Steps for a Confluence upgrade:
- Pick a time frame and communicate it.
- Disabling load balancing for both nodes.
- Enable a maintenance page.
- Shutdown of Confluence on both nodes.
- Shutdown the MySQL Slave, then the MySQL Master (please make sure that both Master/Slave are in sync and all data is written and that there are not open connections).
- Create a LVM snapshot of the Confluence home and install directory on both nodes.
- Create a LVM snapshot of the MySQL database on the master.
- Start MySQL Master.
- Deploying the new Confluence Standalone on both nodes.
- Reapply customizations of the Confluence installation on the first node (this can be automated with a VCS, e.g. git).
- Start Confluence on one node.
Now the first node should be running on the new version. If everything works fine, the following steps can be applied:
- Reapply customizations of the Confluence installation on the second node (this can be automated with a VCS, e.g. git).
- Start Confluence on the second node.
- Start MySQL Slave.
- Disable maintainance page.
- Reenable the Load Balancer.
- Upgrade installed plugins.
- Delete the created snapshots.
- Communicate that everything went smooth
Working with snapshots allows fast recovery if anything goes wrong during the upgrade. Recover steps:
- Shutdown failed Confluence node.
- Shutdown MySQL master.
- Revert to Confluence install and home directory snapshots created (in LVM terms, this is 'merging').
- Revert to the MySQL snapshot created.
- Start MySQL.
- Start the failed node.
- Analyze and resolve the issue outside of production
We recommend to our customers to always make one change at a time and observe (for a longer period, say 2-3 days) what happens. We do not recommend to make multiple changes at the same time (like a system AND Confluence upgrade). We also recommend to track every change and suggest to establish an upgrade checklist.

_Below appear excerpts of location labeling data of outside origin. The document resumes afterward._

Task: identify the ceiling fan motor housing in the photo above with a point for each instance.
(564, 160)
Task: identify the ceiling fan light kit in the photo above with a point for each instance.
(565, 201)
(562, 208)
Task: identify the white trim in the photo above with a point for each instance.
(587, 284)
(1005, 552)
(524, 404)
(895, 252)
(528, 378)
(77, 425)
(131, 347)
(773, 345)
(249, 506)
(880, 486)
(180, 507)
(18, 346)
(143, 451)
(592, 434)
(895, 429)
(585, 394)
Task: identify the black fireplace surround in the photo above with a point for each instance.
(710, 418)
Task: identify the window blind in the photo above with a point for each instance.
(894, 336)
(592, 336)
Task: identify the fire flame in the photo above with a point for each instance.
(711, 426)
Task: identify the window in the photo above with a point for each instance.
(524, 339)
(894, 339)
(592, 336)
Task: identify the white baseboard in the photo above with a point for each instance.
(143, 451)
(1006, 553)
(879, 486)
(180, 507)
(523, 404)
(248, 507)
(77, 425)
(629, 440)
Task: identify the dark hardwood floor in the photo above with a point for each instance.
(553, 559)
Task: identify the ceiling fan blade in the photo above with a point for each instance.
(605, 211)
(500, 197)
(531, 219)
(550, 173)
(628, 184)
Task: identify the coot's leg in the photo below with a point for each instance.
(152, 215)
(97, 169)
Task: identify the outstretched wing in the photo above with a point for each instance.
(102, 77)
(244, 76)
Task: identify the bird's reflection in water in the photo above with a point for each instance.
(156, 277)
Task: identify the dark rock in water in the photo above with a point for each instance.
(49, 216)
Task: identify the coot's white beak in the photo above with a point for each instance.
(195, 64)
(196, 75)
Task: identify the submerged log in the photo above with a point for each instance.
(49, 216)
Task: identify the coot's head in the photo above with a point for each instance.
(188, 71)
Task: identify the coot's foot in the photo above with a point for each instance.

As to the question when to upgrade and to which version (this is a common question from our customers): We generally suggest to NOT upgrade immediately to first available version on a major version change (e.g. from 3.4.x to 3.5.0). Instead, we suggest to wait for the first or second bug fix release of that major release (e.g. 3.5.2 instead of 3.5.0) and watch the knowledge base and bug tracker for open and resolved issues.